Arties honor best of JBU’s creative minds

JBU students lit up the Siloam Springs community center tonight with beautiful dresses, sleek black suits and stunning awards.

The Visual Art Foundry, a student group for those interested in the fields of art provided at John Brown University, hosted the fifth annual Arties awards gala. The Arties is a chance to celebrate the talent and quality of students within their fields of study.

The community center, decorated with blue balloons and sparkling string lights, was full of students, faculty and staff.
Stephen Sbanotto was the master of ceremonies and kept the jokes coming throughout the ceremony. He also congratulated all the students. “This award ceremony is for all you students who have worked so hard over the years. This is your reward,” he said.
With 13 categories and an average of four nominees in each category, the atmosphere was relaxed and celebratory.

The best graphic designer of the year is Shawn Chronister.
The best illustrator of the year is Kelly Saunders.
The best student at fine art is Katelyn Banks.
The best actress in musical performances is Johanna Merwin.
The best actor in musical performances is Andrew Layden.
The best supporting actor in musical performances is Mikael Seamans.
The best supporting actress in musical performances is Cristy Sauceda.
The best photographer of the year is Aaron Menken.
The best digital artist of the year is Becca Masters.
The best drama actress of the year is Rachael Moroney.
The best drama actor of the year is Michael Bruner
The best filmmaker of the year is Jesse Daniel.
The rookie of the year, a freshman or sophomore that shows great promise in their field of study, is Jarod Hamm.

At intermission everyone was serenaded by JBU’s own Kacie Williams. Students, especially photography majors, snapped photos of the event and their friends.
“Compared to previous years, this gala is most like our department,” Hilary Eash, president of the Visual Art Foundry and producer of the gala, said. “This fits out personality. It was very student-led and it took on a good feel for how our department really is.”

Karson Holbrook, also an officer in Visual Art Foundry, said he and multiple other people put in so many hours to get this event done well. It was awesome, Holbrook said. “We had a great turnout—more than I expected.”

Steven Snediker, associate professor of digital media arts cinema, said he thought the event was “short and sweet and very great.”
Sbanotto did a fantastic job, Snediker said, and the cabinet of the Visual Art Foundry and the four students from the drama productions worked hard. “It’s been a long day, but a good day,” he said.

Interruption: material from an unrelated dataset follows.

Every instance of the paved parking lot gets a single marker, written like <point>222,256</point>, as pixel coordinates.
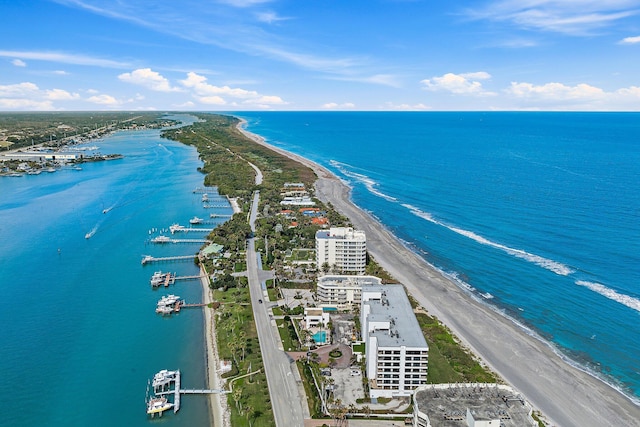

Students are nominated by the consensus of the faculty of the art division, Snediker said. Students are then invited to submit a portfolio of their work to another panel of judges. These judges are all professionals in the field. A few are local artists, others are from locations like Seattle, Wash. or Los Angeles, Calif. “This is soley based on the merit of [the students’] art,” Snediker said. The aim is to get more professional eyes looking at the artwork and eliminate any potential bias.